The lower-class British were swearing up storms to make their language more intense and offensive to higher-class Brits. This was a period in which workers had to be polite to their bosses, but bosses could be rude to their employees. Thus, rudeness was a way of letting off steam, even a comfort (“I’m amongst my own people and I don’t have to watch my mouth.”). The upper classes assumed that the lower classes swore because they were mean and stupid, as illustrated by Julian Sherman’s 1884 “Cursory History of Swearing” and its commentary about “bloody”:
We cannot disguise to ourselves that there is much in its unfortunate associations to render its occurrence still exceedingly painful. Originating in a senseless freak of language, it has by dint of circumstances become so noisome and offensive … Dirty drunkards hiccup it as they wallow on ale-house floors. Morose porters bandy it about on quays and landing-stages. From the low-lying quarters of the towns the word buzzes in your ear with the confusion of a Babel. In the cramped narrow streets you are deafened by its whirr and din, as it rises from the throats of the chaffering multitude, from besotted men defiant and vain-glorious in their drink, from shrewish women hissing out rancour and menace in their harsh querulous talk.
Well, fuck Julian Sherman and the bloody, bloody horse he rode in on. When the medievals were renaming their Gropecunt Lanes, they were merely trying to downplay the prostitution in their towns, not especially objecting to the word “cunt.” But when such words were being freely used by the working class and poor, consciously flouting middle-class conventions, that really burned people up and established certain words as worse than vulgar: profane or obscene.
It’s also popular to use words that annoy the pious. You can take the Lord’s name in vain or wish damnation on someone. I try to avoid the blasphemous swears, because I am not Christian and so I’m blaspheming someone else’s religion (but anyone who had to go to church as a kid has good reason to use the blasphemous curses.)

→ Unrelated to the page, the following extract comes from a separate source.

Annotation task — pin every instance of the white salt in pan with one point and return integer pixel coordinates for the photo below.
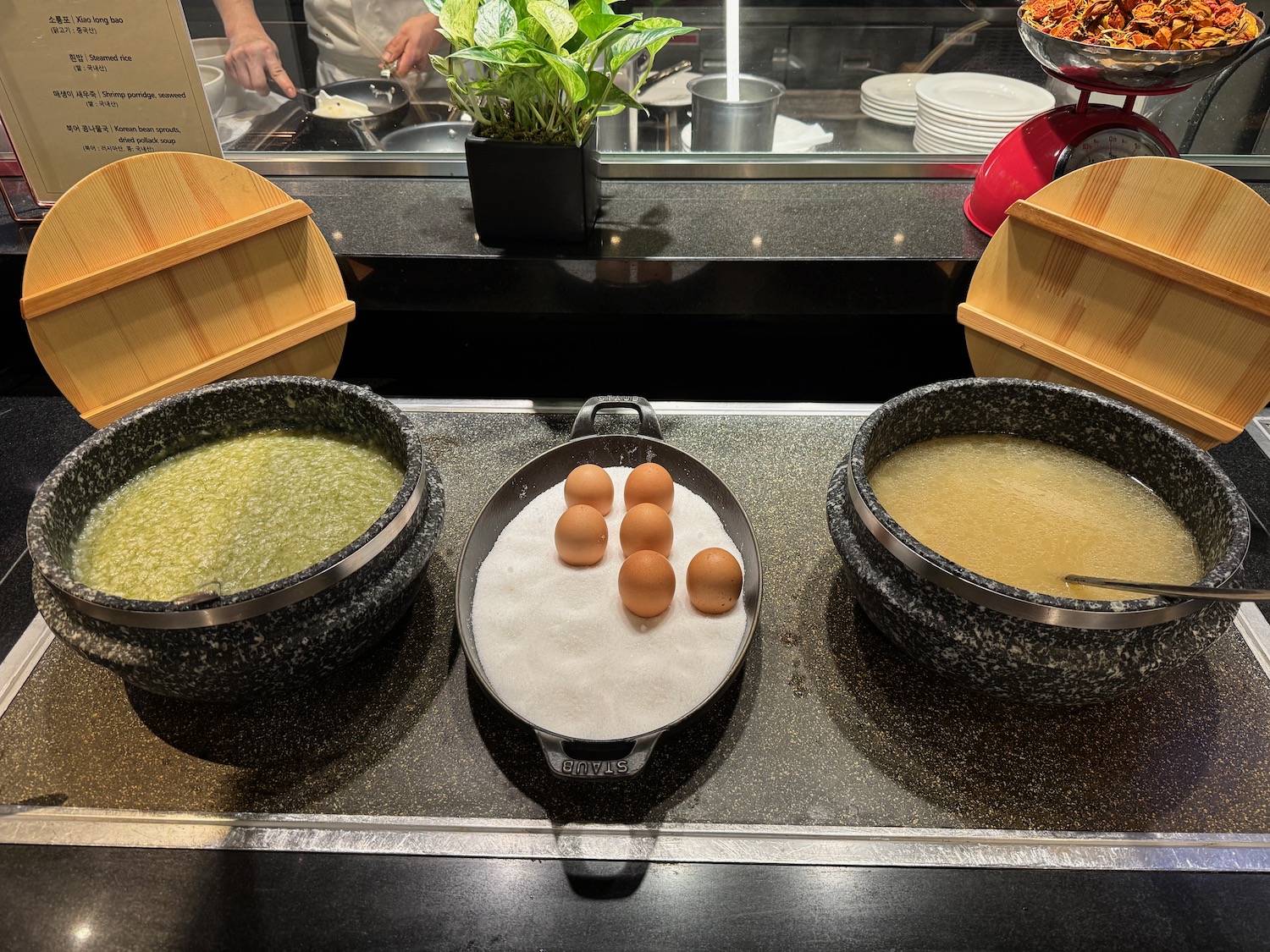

All in all, swearing represents a defiant recognition of human sexuality and other aspects of the body; it represents class awareness and struggle; and it represents rebellion against repressive church influence. Supporting sexuality, the lower classes, and spiritual liberation with the magic words is against “civility,” in the sense that civility means deference to one’s oppressors. Of course, there are times to protect the haters with euphemisms, but remember that the problem is with their snobbish ears, not your sailor’s tongue.

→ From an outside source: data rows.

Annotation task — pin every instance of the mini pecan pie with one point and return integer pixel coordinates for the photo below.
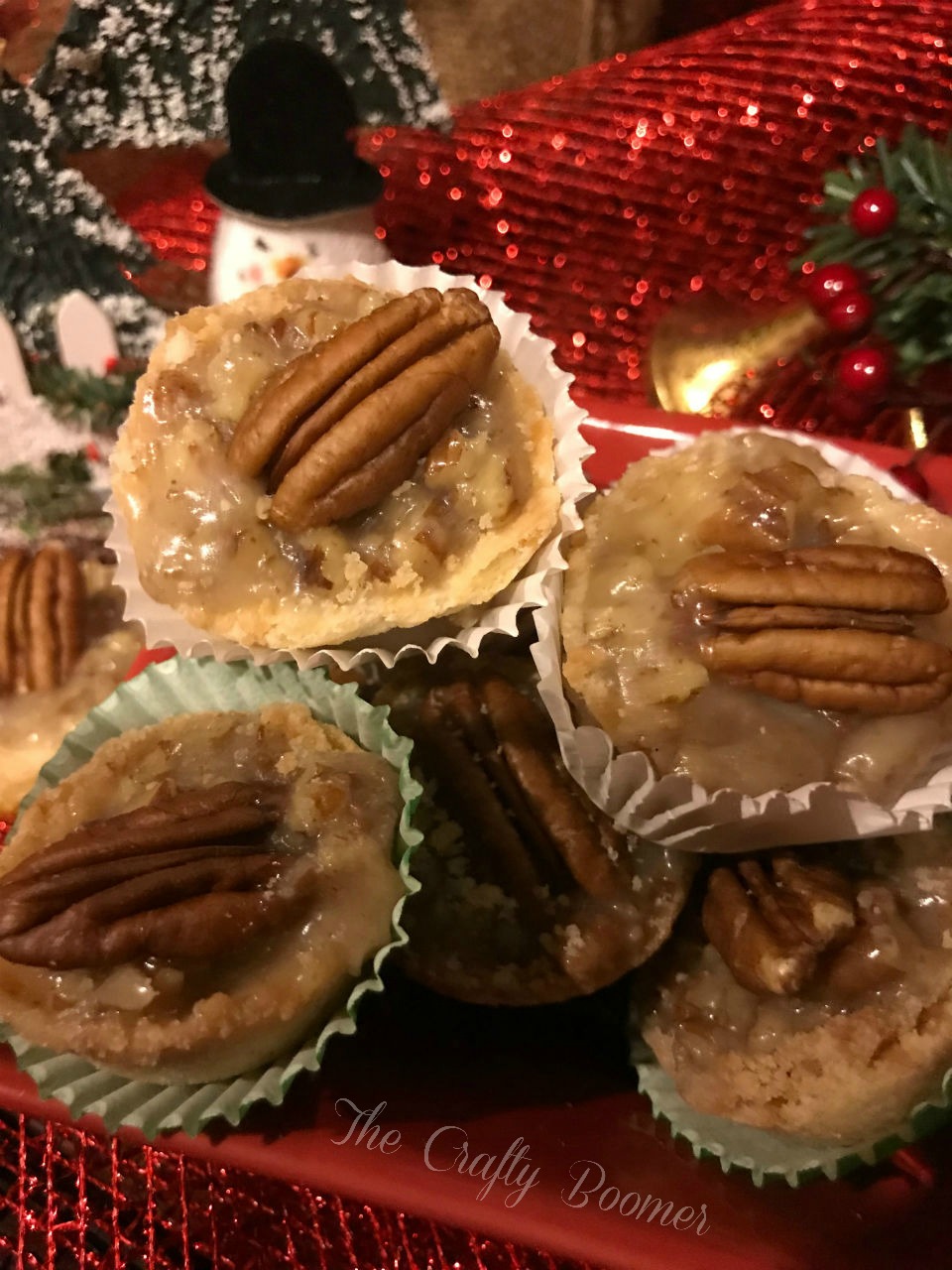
(815, 993)
(752, 617)
(199, 896)
(529, 893)
(320, 461)
(62, 649)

Thanks to the intense disapproval of the wealthy, pious, and body-hating, swearing relieves acute pain and presumably other stresses. In a karmic twist, those looking down their noses imbued the words of the downtrodden with true power. (But, the effect is more powerful the less frequently you swear.) Swearing is not just good for self-expression, it’s good for your entire body.
Swearing is healthy and in all cases expresses support for liberty against repression. So swear proudly. Swear for your sanity, swear for your love of humanity. Fuck yeah.